Last week the New Mexico Regulation and Licensing Department’s (RLD) Cannabis Control Division (CCD) announced that it had approved the state’s first marijuana retail and manufacturing licenses.
“With each day New Mexico’s adult-use cannabis industry is growing,” said Cannabis Control Division Director Kristen Thomson. “Bringing manufacturers and retailers online is an important milestone that allows more businesses, entrepreneurs and communities to maximize the economic opportunities adult-use cannabis sales will provide. These three licensees alone plan to hire nearly 130 full- and part-time workers.”
According to a press release, the first two retail licenses were issued to Enchanted Botanicals and Dulce Cannabis—both based in Albuquerque. Enchanted Botanicals plans to open two locations in the city, and Dulce Cannabis plans to open one shop.
The first manufacturing license was issued to the Clovis-based Vana—a minority, woman-owned business. Vana also plans to open retail locations in the future.
“This is an exciting time for New Mexico’s new cannabis industry,” said Thomson. “These licenses are historic and not only move New Mexico forward, but also reflect New Mexico values of social equity and fairness.”
The CCD says it still has at least 285 cannabis business applications to review. As of this writing, the division has approved 14 new producer licenses and renewed the licenses for 34 legacy medical cannabis producers. The CCD has also approved 13 new premises.
Retail cannabis sales are set to begin April 1.

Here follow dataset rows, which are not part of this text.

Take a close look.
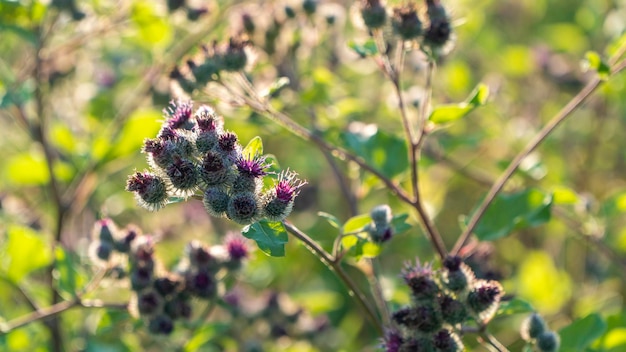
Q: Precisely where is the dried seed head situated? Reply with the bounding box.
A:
[361,0,387,29]
[391,4,422,40]
[126,172,169,211]
[202,187,230,217]
[226,192,261,225]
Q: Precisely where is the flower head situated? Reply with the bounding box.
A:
[264,170,306,221]
[467,280,504,322]
[235,154,269,178]
[126,172,168,211]
[163,100,194,130]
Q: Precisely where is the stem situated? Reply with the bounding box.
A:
[451,66,619,255]
[368,258,391,326]
[283,221,383,336]
[220,82,412,203]
[0,298,128,336]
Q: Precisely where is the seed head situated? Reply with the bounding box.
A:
[467,280,504,322]
[391,4,422,40]
[226,192,261,225]
[200,151,235,187]
[361,0,387,29]
[368,204,393,243]
[163,100,194,130]
[165,158,200,197]
[264,170,306,221]
[224,232,249,262]
[217,132,240,160]
[202,187,230,218]
[437,295,468,325]
[433,329,465,352]
[126,172,169,211]
[537,331,561,352]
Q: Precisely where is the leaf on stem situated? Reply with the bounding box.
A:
[341,125,409,178]
[241,220,289,257]
[348,39,378,58]
[428,83,489,125]
[0,225,52,283]
[474,188,553,241]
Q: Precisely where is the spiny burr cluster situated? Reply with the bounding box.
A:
[126,101,305,225]
[91,219,248,334]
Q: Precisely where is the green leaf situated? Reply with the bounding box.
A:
[111,109,163,157]
[341,125,409,177]
[348,39,378,57]
[183,323,230,351]
[582,51,611,80]
[341,214,372,233]
[261,77,290,98]
[242,136,263,160]
[242,220,289,257]
[496,298,535,316]
[317,211,341,229]
[54,246,87,298]
[391,214,411,235]
[559,313,606,352]
[1,225,52,283]
[474,188,553,241]
[131,1,173,46]
[428,83,489,124]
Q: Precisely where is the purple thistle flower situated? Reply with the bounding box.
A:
[265,170,306,221]
[126,172,169,211]
[274,170,306,203]
[163,100,193,129]
[235,155,270,178]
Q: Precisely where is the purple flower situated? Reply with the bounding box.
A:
[163,100,193,129]
[275,170,306,203]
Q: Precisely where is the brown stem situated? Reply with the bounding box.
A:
[0,298,128,336]
[283,221,383,336]
[216,82,412,203]
[451,71,617,255]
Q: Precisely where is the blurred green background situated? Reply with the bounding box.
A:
[0,0,626,351]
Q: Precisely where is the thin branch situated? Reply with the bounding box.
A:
[214,82,412,203]
[451,64,624,255]
[283,221,383,336]
[0,298,128,336]
[368,258,391,326]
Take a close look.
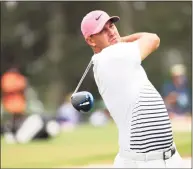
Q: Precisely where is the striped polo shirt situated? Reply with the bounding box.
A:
[130,81,173,153]
[92,41,173,153]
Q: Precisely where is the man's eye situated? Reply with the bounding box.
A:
[110,24,114,28]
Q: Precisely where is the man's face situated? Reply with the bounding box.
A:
[87,21,120,50]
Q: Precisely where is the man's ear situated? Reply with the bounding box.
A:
[86,36,96,47]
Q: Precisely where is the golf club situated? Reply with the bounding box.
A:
[71,60,94,113]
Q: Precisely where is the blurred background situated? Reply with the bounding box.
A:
[1,1,192,168]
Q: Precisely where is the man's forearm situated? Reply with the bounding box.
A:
[121,32,150,42]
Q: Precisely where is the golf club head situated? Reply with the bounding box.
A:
[71,91,94,112]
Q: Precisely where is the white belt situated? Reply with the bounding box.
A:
[119,146,176,161]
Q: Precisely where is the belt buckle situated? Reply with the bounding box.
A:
[163,147,176,160]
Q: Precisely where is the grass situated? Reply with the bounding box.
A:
[1,124,191,168]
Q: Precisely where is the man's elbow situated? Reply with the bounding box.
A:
[153,34,160,49]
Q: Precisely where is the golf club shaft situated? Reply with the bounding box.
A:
[74,59,92,93]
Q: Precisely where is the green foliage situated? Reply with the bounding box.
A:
[1,1,192,111]
[1,123,191,168]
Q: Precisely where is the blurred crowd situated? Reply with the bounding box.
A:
[1,64,192,143]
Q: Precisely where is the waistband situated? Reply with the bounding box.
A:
[119,146,176,161]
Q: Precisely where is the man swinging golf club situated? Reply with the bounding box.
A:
[73,10,182,168]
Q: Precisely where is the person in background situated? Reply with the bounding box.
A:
[1,67,27,133]
[163,64,191,117]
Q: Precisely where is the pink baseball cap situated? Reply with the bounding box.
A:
[81,10,120,38]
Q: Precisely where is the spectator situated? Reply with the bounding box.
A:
[56,93,80,129]
[1,67,27,132]
[163,64,191,116]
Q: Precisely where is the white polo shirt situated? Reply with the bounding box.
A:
[92,41,173,153]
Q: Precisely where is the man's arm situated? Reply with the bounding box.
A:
[121,32,160,60]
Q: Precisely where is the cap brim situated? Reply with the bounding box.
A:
[109,16,120,23]
[93,16,120,35]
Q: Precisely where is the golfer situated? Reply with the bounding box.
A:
[81,10,182,168]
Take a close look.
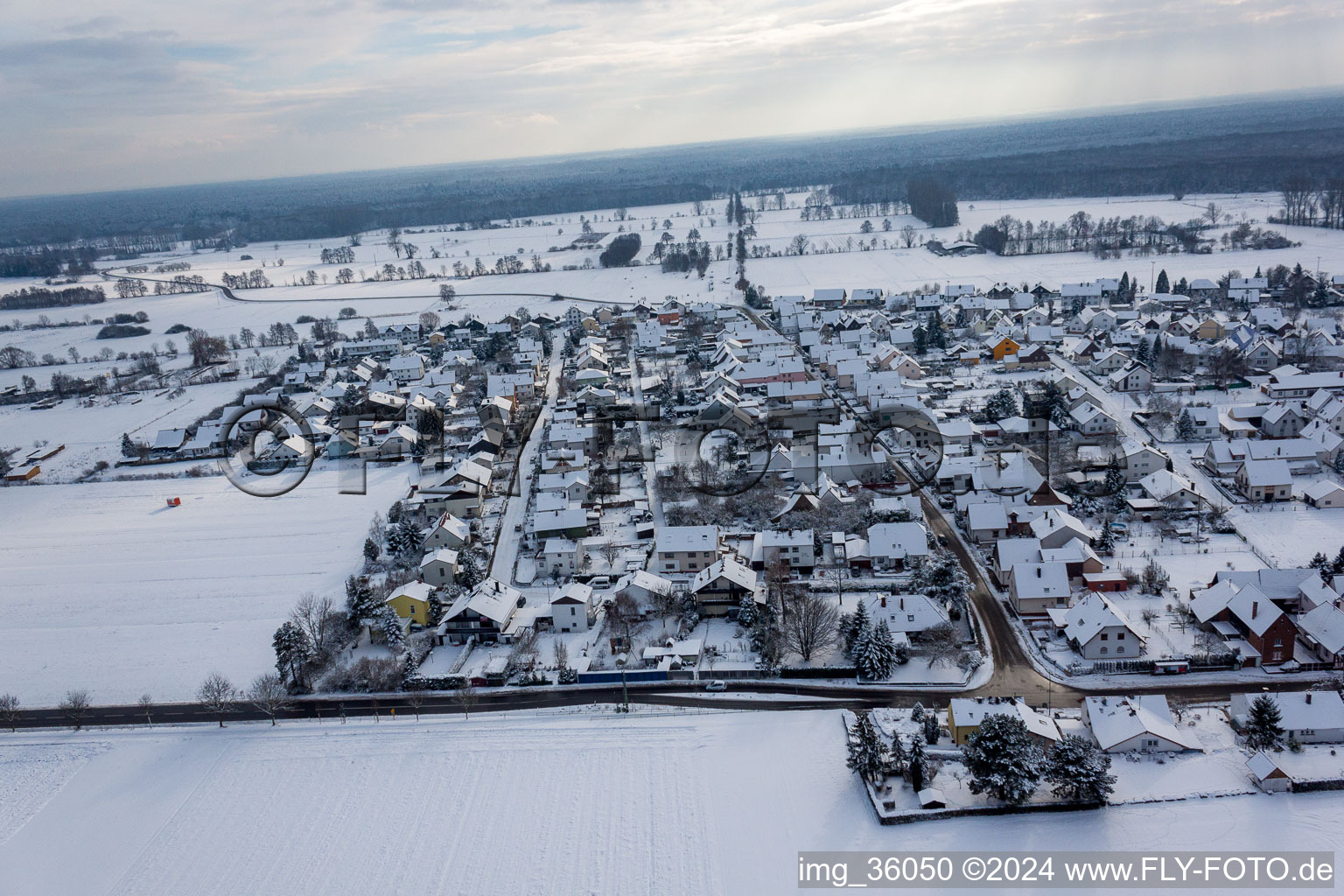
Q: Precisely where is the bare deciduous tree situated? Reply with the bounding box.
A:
[923,622,961,669]
[453,681,480,718]
[289,592,340,655]
[60,690,90,731]
[247,672,291,727]
[406,690,424,721]
[782,590,840,662]
[136,693,155,725]
[0,693,19,731]
[196,672,238,728]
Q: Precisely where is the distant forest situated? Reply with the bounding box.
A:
[0,97,1344,255]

Security Clearance Policy Change
A top U.S. intelligence official has instructed federal employers to overlook past cannabis use when determining whether someone can receive national security clearance.
ClearanceJobs—a career networking site for professionals with federal security clearance—recently reported that a memo written by Director of National Intelligence Avril Haines clarified the issue of cannabis use among the intelligence community.
Haines wrote, “The illegal use or misuse of controlled substances can raise security concerns about an individual’s reliability and trustworthiness to access classified information or to hold a sensitive position, as well as their ability or willingness to comply with laws, rules and regulations … guidance indicates that disregard of federal law pertaining to marijuana remains relevant, but not determinative, to adjudications of eligibility for access to classified information or eligibility to hold a sensitive position.”
Cannabis and COVID-19
A new study is once again linking cannabis with increased protection against COVID-19.
Published last week in the Journal of Nature Products, the study found that two compounds found in cannabis—cannabinoid precursors CBGA and CBDA—were identified as having the potential to block COVID-19 spike proteins from entering healthy cells. These acids become CBG and CBD after an activation process.
“Orally bioavailable and with a long history of safe human use, these cannabinoids, isolated or in hemp extracts, have the potential to prevent as well as treat infection by SARS-CoV-2,” wrote the study’s authors.